3. On the case coming up in appeal the only point decided is the question whether the suit could proceed owing to defect of parties. The case set up was that though no doubt the people of Beluria were the people who were said to have put up the obstructions, the plaintiffs had asked for a declaration that the whole khal must remain open and not only through the 7 mouzas lying successively to the south The learned Additional District Judge accepted this contention and dismissed the suit on the preliminary ground that the suit was bad for defect of parties He held that the principle laid down in the case of Haran Sheikh v. Ramesh Chandra Bhattacharjee A.I.R. 1921 Cal 622 was applicable to the case and did not follow the observations in the case of Madan Mohan Chakravarty v. Sashi Bhusan Mukerjee  19 C.W.N. 1211. The facts of this case, according to the pleadings are that the people of Beluria alone had put up these obstructions at points A and B and no obstruction had been made in the khal at any point further south where it passed along the east side of the other mouzas; and the prayer in the plaint was for a declaration of prescriptive and natural right of easement and easement of necessity by cutting these bunds so as to discharge water through the khal as delineated in the map, and for a permanent injunction restraining the tenants of Beluria from putting any further obstructions in the khal. No relief, therefore, appears to us to have been sought again it the tenants of any of the other mouzas lying further to the south. This case on its pleading is, therefore, in our opinion, clearly distinguishable from the case of Haran Sheikh v. Ramesh Chandra Bhattacharjee A.I.R. 1921 Cal 622. In that case one of the persons interested in the servient tenement not having been made a party it was held that his nonjoinder as a party to the suit was a fatal defect in the case. But in this particular case no relief is asked for in the plaint against any one else except the tenants of Beluria. It is remarked in the case of Madan Mohan Chakravarty v. Sashi Bhusan Mukerjee  19 C.W.N. 1211 that servient owner means the servient owner who has raised objection to a plaintiffs right against whom there is a cause of action and does not refer to the owners of all the tenements over which a way passes. In our view, therefore, it was not necessary to make the tenants of the other mouzas to the south parties in the particular litigation.
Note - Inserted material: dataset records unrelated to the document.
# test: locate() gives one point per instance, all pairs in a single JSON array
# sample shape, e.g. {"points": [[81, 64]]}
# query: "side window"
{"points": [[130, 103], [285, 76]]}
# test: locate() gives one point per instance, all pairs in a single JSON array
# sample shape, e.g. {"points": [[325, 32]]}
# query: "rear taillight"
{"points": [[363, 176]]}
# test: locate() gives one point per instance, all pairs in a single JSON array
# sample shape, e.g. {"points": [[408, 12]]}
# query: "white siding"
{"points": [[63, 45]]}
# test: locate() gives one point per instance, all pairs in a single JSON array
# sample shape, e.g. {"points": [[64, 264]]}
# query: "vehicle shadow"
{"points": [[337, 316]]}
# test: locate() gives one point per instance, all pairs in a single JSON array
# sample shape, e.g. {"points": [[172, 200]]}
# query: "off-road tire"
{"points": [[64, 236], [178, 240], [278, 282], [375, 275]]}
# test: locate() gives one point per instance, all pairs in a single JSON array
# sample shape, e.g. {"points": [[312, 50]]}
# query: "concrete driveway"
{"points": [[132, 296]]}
4. At the hearing before us a further point has been raised, i.e., that, as a matter of fact, the obstructions put up at the points A and 8 are on land in the khas possession of the zamindar who should be a party. This point appears to be only raised at this stage. Nowhere in the pleadings does it appear that the landlord was considered to be a necessary party to this case. In fact we do not know whether these two mouzas are under the same landlord or not. We bold that this point cannot be raised at this stage.
5. In the result, therefore, this appeal is allowed, the decree of the learned Additional District Judge is set aside, and the case remanded to the Court of the District Judge of Midnapur for re-hearing of the appeal on the merits. Costs will abide the result.